287618 Heat Transfer Characteristics of a Nanofluid within a Heated Lid-Driven Cavity Using Multiscale Modeling Techniques

Wednesday, October 31, 2012: 4:03 PM
415 (Convention Center )
John Shelton, Mechanical Engineering, Carnegie Mellon University/National Energy Technology Laboratory, Pittsburgh, PA and C. F. Higgs III, Mechanical Engineering, Carnegie Mellon University, Pittsburgh, PA

Drilling fluids are a critical component in the exploration process for

new geothermal energy resources and significant interest has been

expressed recently to enhance their overall heat transfer characteristics

with the addition of nanoparticle suspensions. This present work uses a

coupled computational fluid dynamics/molecular dynamics framework to

characterize the unique spatially dependent thermal conductivity that

occurs within a fluid that contains various concentrations of suspended

nanoparticle. The characterization of this 'nanofluid' is performed within

the well-established heated lid-driven cavity problem and compared with

published computational results of a homogeneous fluid with an isotropic

thermal conductivity.
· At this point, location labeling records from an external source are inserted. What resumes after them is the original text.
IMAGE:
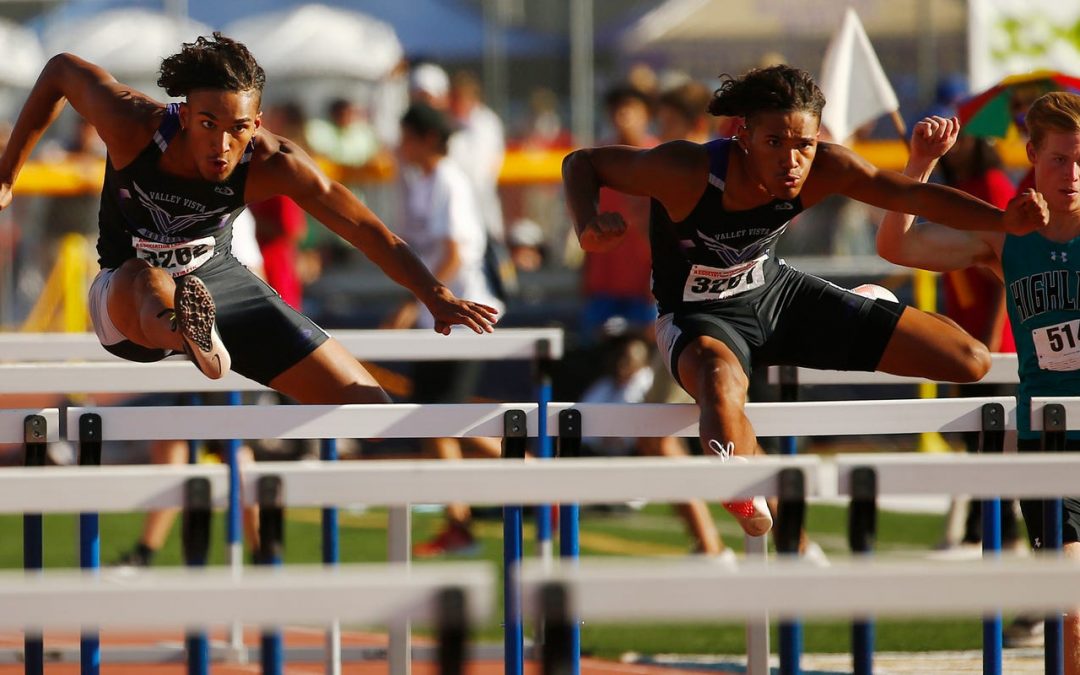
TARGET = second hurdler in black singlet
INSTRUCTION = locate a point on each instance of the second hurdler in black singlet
(715, 273)
(185, 227)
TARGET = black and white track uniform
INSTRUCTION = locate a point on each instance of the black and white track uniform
(185, 227)
(715, 274)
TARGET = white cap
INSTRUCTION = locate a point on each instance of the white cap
(430, 79)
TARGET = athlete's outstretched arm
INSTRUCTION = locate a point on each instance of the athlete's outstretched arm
(112, 108)
(844, 172)
(665, 173)
(280, 167)
(930, 245)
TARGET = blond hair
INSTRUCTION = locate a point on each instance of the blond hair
(1056, 111)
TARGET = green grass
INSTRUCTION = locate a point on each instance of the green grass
(652, 531)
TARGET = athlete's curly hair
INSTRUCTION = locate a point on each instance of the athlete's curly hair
(212, 63)
(781, 89)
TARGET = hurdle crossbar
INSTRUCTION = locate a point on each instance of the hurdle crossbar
(75, 489)
(374, 593)
(1002, 372)
(302, 421)
(786, 419)
(410, 345)
(982, 476)
(696, 590)
(495, 481)
(13, 424)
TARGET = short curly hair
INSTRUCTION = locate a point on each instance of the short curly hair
(781, 89)
(216, 63)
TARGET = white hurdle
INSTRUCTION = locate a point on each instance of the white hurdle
(206, 597)
(94, 369)
(381, 345)
(365, 421)
(1002, 372)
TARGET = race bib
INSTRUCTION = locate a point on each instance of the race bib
(177, 259)
(712, 283)
(1058, 347)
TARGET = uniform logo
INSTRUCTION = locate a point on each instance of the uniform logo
(731, 256)
(169, 224)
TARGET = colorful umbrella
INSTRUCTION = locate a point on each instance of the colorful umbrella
(994, 112)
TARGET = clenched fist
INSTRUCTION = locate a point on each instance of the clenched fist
(604, 232)
(1026, 213)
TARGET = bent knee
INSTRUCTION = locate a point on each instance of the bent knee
(973, 363)
(723, 377)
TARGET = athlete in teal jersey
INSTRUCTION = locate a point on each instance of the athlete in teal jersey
(1042, 296)
(1041, 273)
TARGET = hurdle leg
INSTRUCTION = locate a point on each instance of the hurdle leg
(757, 630)
(862, 531)
(542, 366)
(400, 536)
(453, 631)
(569, 446)
(34, 439)
(515, 432)
(791, 515)
(271, 502)
(327, 453)
(233, 535)
(991, 440)
(194, 537)
(558, 653)
(90, 543)
(1053, 441)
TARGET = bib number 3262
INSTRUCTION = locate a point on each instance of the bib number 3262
(177, 259)
(712, 283)
(1057, 347)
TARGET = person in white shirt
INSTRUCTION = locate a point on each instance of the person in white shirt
(443, 225)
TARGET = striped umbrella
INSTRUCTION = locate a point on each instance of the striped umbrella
(994, 112)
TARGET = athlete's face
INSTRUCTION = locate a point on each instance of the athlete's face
(219, 124)
(779, 149)
(1057, 170)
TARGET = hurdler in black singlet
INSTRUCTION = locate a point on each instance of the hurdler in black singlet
(185, 227)
(176, 224)
(715, 273)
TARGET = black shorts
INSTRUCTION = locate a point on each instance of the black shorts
(797, 320)
(264, 335)
(1033, 508)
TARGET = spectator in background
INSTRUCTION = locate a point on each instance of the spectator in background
(428, 83)
(618, 282)
(478, 147)
(345, 137)
(682, 113)
(543, 130)
(443, 225)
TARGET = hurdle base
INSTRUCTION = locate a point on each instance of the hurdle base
(221, 652)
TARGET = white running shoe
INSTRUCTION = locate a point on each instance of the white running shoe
(196, 322)
(753, 514)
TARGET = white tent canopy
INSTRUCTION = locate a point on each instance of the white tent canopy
(315, 40)
(129, 43)
(21, 55)
(706, 21)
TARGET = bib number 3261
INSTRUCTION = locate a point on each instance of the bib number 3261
(712, 283)
(177, 259)
(1057, 347)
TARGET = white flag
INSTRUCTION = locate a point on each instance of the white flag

The macroscopic fluid dynamics of the system is

modeled using the staggered grid finite difference method to describe the

incompressible Navier-Stokes equations. The thermal conductivity is

calculated at the nanoscale using non-equilibrium molecular dynamics

simulations at four locations within the cavity. Nanoscale/macroscale

coupling techniques that account for the variability in both heat transfer

characteristics and the thermal conductivity of the nanofluid due to

temperature and nanoparticle concentration is outlined.